‘Forgotten’ Illnesses Now Common in Senior Dogs | Health

Disclosure / Ceva Animal Health

The longer life span of dogs has health consequences, but these can be avoided with proper treatment.

With the advancement of veterinary medicine and the greater care that pets have received over the years, the life expectancy of animals has increased considerably, which is very good. However, this greater longevity also has negative impacts on the health and well-being of pets, especially for dogs.

The aging process is something natural and brings important changes in the functioning of the animal’s organism and also behavioral changes, which affect both the dog and the tutor.

“With dogs living with us longer, we begin to better understand diseases that were not so talked about in the past and that are closely associated with the issue of age”, explains veterinary doctor Nathalia Fleming.

Nathalia says that knowing about the existence of these diseases and that they interfere in the pet’s life helps in prevention policies, leaving tutors more attentive to the problems they will be prepared to seek veterinary help.

Aging with quality of life and well-being is important for animals and for that to happen. it is necessary to understand the importance of a more frequent follow-up to the veterinarian.

Some of the main diseases that affect elderly dogs:

Heart diseases

The type of problem and its intensity can vary according to the size of the animal and are almost always directly related to age. In dogs, the first symptom is a dry cough, followed by tiredness in carrying out simple activities. Cardiac auscultation is part of the consultation with the veterinarian, but it is recommended that from the age of 5, cardiac evaluation is part of the pet’s annual exams.

An animal with heart disease can have a normal life as long as it is diagnosed early and correctly medicated, with continuous and more frequent monitoring by the veterinarian.

Dental Problems

Just like humans, the better we take care of our teeth, the less problems they will have, and the most common dental problems in elderly pets are the accumulation of tartar, bacterial plaque, periodontal disease and tumors in the mouth region. In addition, some teeth may break or suffer from cavities. In certain cases, teeth need to be extracted.

Brushing the teeth of pets is a procedure that should be done, whenever possible, from a puppy. It is common, with advancing age, that the teeth become more fragile and end up falling out. To prevent major problems, evaluation of the oral cavity and more thorough tartar cleaning may be recommended periodically.


Cataract is the opacification of the lens of the eye, which can occur completely or partially, and is irreversible. It can be related to the natural aging process of the pet or be related to poorly controlled diabetes, malnutrition, trauma and inflammation.

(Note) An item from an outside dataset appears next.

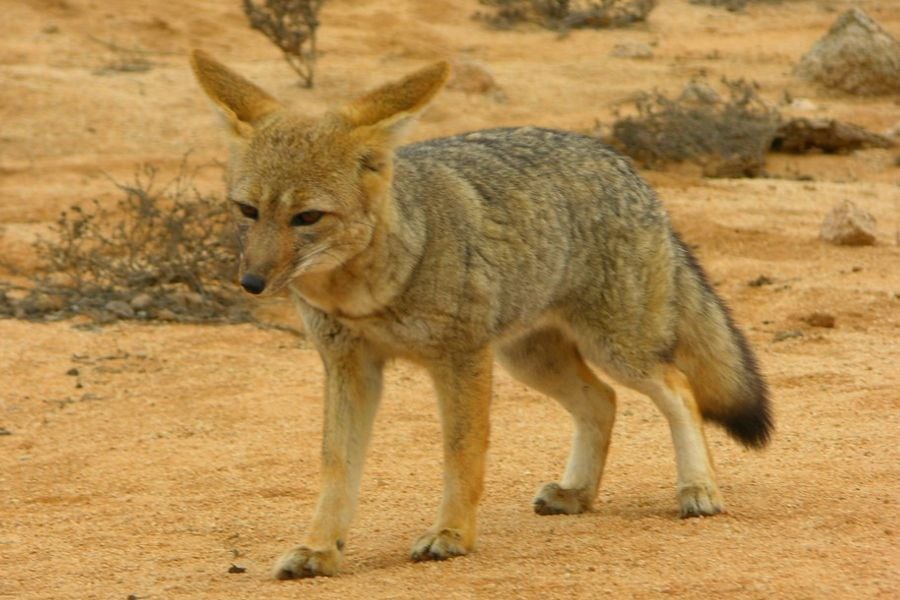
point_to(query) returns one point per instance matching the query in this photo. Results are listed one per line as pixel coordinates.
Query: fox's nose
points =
(253, 283)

The diagnosis is made by the veterinarian through eye examination and, when detected, it is important to research its origin to treat.

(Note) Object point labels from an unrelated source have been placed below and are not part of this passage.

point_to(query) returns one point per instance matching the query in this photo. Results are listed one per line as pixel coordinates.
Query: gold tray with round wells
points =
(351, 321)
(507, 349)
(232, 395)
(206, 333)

Typically, the condition progresses to blindness in the animal. Although there is already surgery for cataract reversal in pets, it may not be recommended for some patients.

It is possible for the pet to live with the condition without major problems, with some adaptations. Walks should always be on the same path, so that the dog feels safe recognizing the smells, sounds and distances covered. If possible, avoid moving furniture at home, keeping objects always in the same place to prevent the pet from feeling lost or ending up hitting or bumping into furniture. The bed, water and food pot must always remain in the same place, so that the pet can have access to them whenever they need to.

orthopedic problems

With age, joints and cartilage degrade, which promotes joint pain. The most common orthopedic disease in elderly dogs is osteoarthritis, and the main symptoms observed are slower locomotion, difficulties in accessing higher places, resistance to longer walks, lameness and, in some moments of pain, animals can show themselves a little resistant to the touch in the joint area.

The prevention of orthopedic problems starts with a balanced diet, since overweight and obesity greatly influence the early wear of the joints. In addition, regular exercise helps maintain muscle health and relieve joint strain. A good option for pets that already suffer from some joint discomfort can be the use of the hydrotreadmill, which relieves contact with the ground and accelerates joint rehabilitation.

In some cases, the veterinarian may prescribe specific medications to reduce pain and food supplements that help in collagen replacement and joint protection.


Tumors (the famous “balls”) in dogs can be the first signs of cancer, especially in elderly dogs. Enlarged lymph nodes and the presence of lumps on the neck, armpits and back of the animal, and wounds that do not heal are warning signs.

In other cases, such as lymphomas and leukemias, the first signs can be seen in routine blood tests.

Cases of cancer in pets have grown more and more in recent years, especially in elderly dogs, and, as in humans, early detection brings greater chances of cure. The specific treatment is determined by the veterinarian and involves the type of cancer, its location and the animal’s general condition. In some cases, surgery to remove the tumor and chemotherapy is recommended, in others only surgery or chemotherapy is necessary.